Inside sekft: a shell-operator training pipeline#

This is the how-it-works companion to the experiment From seed to weights: fine-tuning a shell operator. The experiment page is the why and the results. This page is the how: architecture, the four data-factory stages, the trainer, how to read a run, and the hardware constraints. It is meant for a colleague picking up the sekft repo for the first time.

Architecture: how the pieces fit#

The pipeline is the sekft repo. Data flows one direction. The dash-in-Docker backend is shared by the stages that touch a real shell.

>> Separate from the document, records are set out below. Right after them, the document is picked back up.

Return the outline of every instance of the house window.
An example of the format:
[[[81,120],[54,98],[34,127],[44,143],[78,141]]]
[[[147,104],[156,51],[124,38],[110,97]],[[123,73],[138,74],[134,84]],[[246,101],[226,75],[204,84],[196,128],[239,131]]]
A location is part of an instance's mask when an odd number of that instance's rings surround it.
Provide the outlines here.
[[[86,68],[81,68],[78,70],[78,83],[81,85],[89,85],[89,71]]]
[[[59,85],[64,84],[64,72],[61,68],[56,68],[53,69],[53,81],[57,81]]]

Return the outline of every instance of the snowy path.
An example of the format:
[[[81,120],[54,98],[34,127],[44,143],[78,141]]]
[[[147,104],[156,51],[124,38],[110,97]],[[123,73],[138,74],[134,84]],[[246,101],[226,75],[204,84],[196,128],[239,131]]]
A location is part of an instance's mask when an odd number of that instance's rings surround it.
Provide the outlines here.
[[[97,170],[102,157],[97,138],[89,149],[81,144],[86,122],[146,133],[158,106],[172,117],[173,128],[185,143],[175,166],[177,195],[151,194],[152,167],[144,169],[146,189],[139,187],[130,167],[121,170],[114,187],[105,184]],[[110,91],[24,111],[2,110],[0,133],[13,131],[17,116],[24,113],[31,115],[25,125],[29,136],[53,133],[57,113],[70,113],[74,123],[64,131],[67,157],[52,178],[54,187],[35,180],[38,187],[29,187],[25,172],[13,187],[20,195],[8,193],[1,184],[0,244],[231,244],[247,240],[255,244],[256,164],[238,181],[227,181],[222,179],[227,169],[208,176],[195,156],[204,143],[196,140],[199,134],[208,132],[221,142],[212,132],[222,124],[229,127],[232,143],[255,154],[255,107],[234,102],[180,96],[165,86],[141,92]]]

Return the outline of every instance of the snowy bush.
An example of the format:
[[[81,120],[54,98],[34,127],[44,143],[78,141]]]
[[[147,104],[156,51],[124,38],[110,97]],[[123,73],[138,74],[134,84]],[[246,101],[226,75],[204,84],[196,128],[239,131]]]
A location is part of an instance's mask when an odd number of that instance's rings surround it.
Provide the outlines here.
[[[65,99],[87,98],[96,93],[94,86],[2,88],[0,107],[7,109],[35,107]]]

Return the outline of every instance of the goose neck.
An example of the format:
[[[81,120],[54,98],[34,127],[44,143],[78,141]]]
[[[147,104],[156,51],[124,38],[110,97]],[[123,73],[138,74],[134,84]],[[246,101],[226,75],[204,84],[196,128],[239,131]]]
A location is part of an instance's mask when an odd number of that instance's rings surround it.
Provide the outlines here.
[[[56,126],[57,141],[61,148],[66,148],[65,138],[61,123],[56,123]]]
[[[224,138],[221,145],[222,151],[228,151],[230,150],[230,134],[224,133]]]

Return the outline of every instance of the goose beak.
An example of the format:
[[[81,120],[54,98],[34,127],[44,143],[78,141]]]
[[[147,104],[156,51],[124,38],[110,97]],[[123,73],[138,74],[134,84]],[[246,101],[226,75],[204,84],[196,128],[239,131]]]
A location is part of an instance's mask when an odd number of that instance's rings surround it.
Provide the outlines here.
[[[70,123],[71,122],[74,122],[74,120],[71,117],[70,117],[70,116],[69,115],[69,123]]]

taxonomy.py + schema.py        the scenario vocabulary (axes; bundle dataclass)
       |
       v
generate.py   [Stage A]        a teacher authors scenario bundles; each is
  (+ reference gate)           admitted only if its own reference solution
       |                       makes its checker pass in a real shell
       v
scenarios/*.json
       |
       v
rollout.py    [Stages B-D]     an operator model acts in a fresh dash-docker
  (+ dashdocker.py)            container; verify against final state; record
       |                       the trajectory imperative-free
       v
trajectories/*.json            kept = correct terminal AND verified AND command-only
       |
       v
sft.py        [train]          assistant-only LoRA SFT -> adapter (base untouched)
       |
       v
adapter + base
       |
       v
eval.py       [eval]           drop the tuned model into HELD-OUT scenarios with
  (+ dashdocker.py)            no scaffold; report operate / terminate / verified

Module map:

  • taxonomy.py: the axes of variation (task / provider / announcement / doc-depth / difficulty) as pure data. No model, no container.

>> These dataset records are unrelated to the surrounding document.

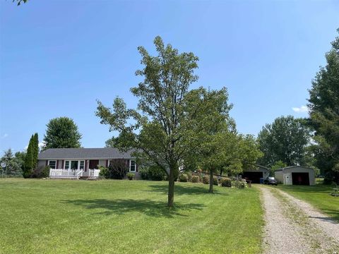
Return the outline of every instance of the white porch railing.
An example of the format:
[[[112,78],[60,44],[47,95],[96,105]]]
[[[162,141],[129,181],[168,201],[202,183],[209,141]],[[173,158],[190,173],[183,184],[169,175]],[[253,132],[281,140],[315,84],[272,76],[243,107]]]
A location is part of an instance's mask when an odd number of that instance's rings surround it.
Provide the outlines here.
[[[99,174],[100,173],[100,169],[88,169],[88,176],[89,177],[99,177]]]
[[[80,176],[83,176],[83,169],[49,169],[49,177],[78,179]]]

  • schema.py: the Scenario bundle: provider, announcement, directives, fixtures, a deterministic checker, and a reference solution.

  • generate.py: Stage A. Sample a combo, prompt a teacher to author the bundle, gate on solvability.

  • dashdocker.py: the execution backend (below).

  • rollout.py: Stages B-D. Roll an operator through a scenario, verify, record.

  • sft.py: the trainer.

  • eval.py: the behavioural eval.

The data factory, stage by stage#

The priming apparatus, with the seed swapped for a verifier, is a training-data generator: a strong teacher operates the shell, the environment grades the result, and only clean self-terminating runs survive. Four stages, A through D.

Stage A: author the world (a model writes it). A teacher samples a scenario across the five axes and emits a bundle: the directive-provider program with its own --help, the announcement that points at it (never the task itself), the fixtures, a deterministic checker that inspects filesystem state, and a reference solution. Authoring and acting are kept as separate roles. The same model is never trusted to both invent a task and certify it.

Stage A, the reference gate. A bundle is admitted only if its own reference solution, run in a fresh container, makes its checker pass. This throws out unsolvable or self-inconsistent scenarios before they waste a rollout. Never train toward a task whose solution you have not executed.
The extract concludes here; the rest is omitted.